Los uygures entrenados por los talibanes han luchado en contra de la Alianza del Norte y participado de manera activa en la lucha musulmana de los chechenos en contra de la autoridad rusa. Desde mediados hasta fines de los noventa, organizaciones internacionales uygures han asumido la responsabilidad indirecta por numerosos ''actos de resistencia'' en contra del gobierno chino, incluyendo bombazos en estaciones de policía en Kashgar y Khotán y en autobuses en Urumqi y Beijing, así como grandes levantamientos en Yining (Khulja), Aktush y Kashgar. Sin embargo, aunque el gobierno chino quiere demostrar que los uygures son una creciente amenaza interna, no han podido mencionar ningún incidente reciente que involucre violencia por parte de los uygures.

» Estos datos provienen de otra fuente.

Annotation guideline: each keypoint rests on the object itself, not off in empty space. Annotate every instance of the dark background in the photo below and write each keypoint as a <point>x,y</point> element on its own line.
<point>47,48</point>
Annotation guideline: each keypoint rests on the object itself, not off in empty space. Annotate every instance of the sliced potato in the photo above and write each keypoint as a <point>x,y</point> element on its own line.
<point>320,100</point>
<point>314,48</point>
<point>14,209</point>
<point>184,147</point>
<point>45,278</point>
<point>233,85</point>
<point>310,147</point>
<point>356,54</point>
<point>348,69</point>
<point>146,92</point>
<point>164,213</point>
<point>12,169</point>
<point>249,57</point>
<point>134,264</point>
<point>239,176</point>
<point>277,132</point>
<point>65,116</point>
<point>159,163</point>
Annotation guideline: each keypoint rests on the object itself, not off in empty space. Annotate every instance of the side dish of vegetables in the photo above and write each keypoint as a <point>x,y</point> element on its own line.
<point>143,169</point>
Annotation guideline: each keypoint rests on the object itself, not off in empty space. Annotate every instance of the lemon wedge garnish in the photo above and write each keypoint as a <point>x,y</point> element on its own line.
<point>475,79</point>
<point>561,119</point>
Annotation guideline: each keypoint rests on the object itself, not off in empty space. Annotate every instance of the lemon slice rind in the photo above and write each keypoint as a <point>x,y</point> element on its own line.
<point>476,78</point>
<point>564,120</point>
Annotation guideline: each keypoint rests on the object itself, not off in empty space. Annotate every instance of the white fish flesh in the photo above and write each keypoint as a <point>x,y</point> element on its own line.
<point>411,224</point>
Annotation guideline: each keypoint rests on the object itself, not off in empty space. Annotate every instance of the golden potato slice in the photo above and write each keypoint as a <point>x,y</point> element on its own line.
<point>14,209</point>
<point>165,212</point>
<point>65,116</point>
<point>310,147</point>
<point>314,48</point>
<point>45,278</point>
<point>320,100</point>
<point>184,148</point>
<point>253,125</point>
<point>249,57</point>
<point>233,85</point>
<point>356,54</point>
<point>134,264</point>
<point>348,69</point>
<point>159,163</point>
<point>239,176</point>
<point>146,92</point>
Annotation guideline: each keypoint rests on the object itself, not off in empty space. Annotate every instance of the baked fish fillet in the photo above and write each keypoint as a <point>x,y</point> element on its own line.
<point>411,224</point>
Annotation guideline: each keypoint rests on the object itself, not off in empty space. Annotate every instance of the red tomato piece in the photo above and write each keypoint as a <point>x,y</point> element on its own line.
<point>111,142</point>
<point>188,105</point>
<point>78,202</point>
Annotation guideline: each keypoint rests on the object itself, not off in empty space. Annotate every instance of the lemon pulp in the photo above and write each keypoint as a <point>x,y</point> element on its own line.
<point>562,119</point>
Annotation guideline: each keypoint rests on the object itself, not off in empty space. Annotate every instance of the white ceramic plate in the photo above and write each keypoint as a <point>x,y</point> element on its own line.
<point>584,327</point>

En los cincuenta, los uygures y otros pueblos locales dieron la bienvenida al ingreso del Ejército Popular de Liberación en lo que se reconoció como una ''liberación pacífica'' tanto de Xinjiang como del Tibet. En Xinjiang, los pobladores participaron de buen grado en la redistribución política de tierra y riquezas y querían terminar con una guerra civil que tenía a la región atrapada entre los intereses encontrados de los rusos, los chinos comunistas y los chinos nacionalistas. Al mismo tiempo, las tensiones étnicas entre uygures, kazakos y chinos hui y han amenazaban con desmembrar a la región siguiendo las divisiones locales y tribales.